Au Sénégal, l’adoption en mars dernier d’une loi doublant les peines pour relations homosexuelles a plongé des milliers de personnes dans une situation d’urgence absolue. Entre rejet familial, arrestations arbitraires et montée des discours haineux, des centaines d’individus ont choisi l’exil comme seule issue.
Chérif*, 28 ans, fait partie de ceux qui ont fui le pays au début du mois de juin. « J’ai choisi de partir par peur d’être arrêté. Chaque jour, je vivais avec l’angoisse de voir mon nom apparaître dans les journaux ou sur les écrans de télévision. » Son récit illustre la situation dramatique vécue par des centaines de personnes depuis l’adoption de la nouvelle législation, qui porte désormais la peine maximale à dix ans de prison.
L’élément déclencheur de sa fuite ? L’arrestation très médiatisée d’un proche d’Ousmane Sonko, figure politique majeure du Sénégal et artisan de cette loi controversée. « Quand j’ai vu les détails de l’affaire dans la presse, j’ai su que mon tour viendrait. Mes échanges avec mon partenaire ont été effacés, mes photos supprimées. J’ai tout fait pour ne laisser aucune trace. »

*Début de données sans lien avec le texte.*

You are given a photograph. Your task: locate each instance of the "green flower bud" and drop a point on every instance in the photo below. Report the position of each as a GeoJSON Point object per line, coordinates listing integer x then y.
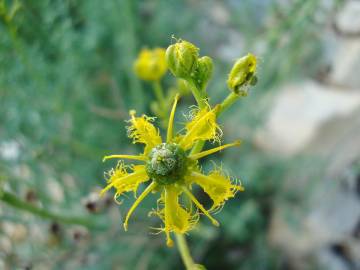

Un climat de terreur généralisé
Au Sénégal, l’homosexualité était déjà fortement stigmatisée, mais cette nouvelle loi a transformé la clandestinité en une question de survie. Les familles, les voisins, les collègues de travail : personne n’est épargné. Les réseaux sociaux, la télévision et les mosquées amplifient chaque jour davantage les discours de haine. « On nous accuse de pervertir la jeunesse, de détruire les valeurs traditionnelles. Les appels à la violence se multiplient. »
Les associations locales, comme Stop Homophobie et SOS Homophobie, rapportent une hausse de 400 % des demandes d’aide depuis le mois de mars. Beaucoup envisagent une fuite vers la France, où l’asile est désormais leur seule chance de survie.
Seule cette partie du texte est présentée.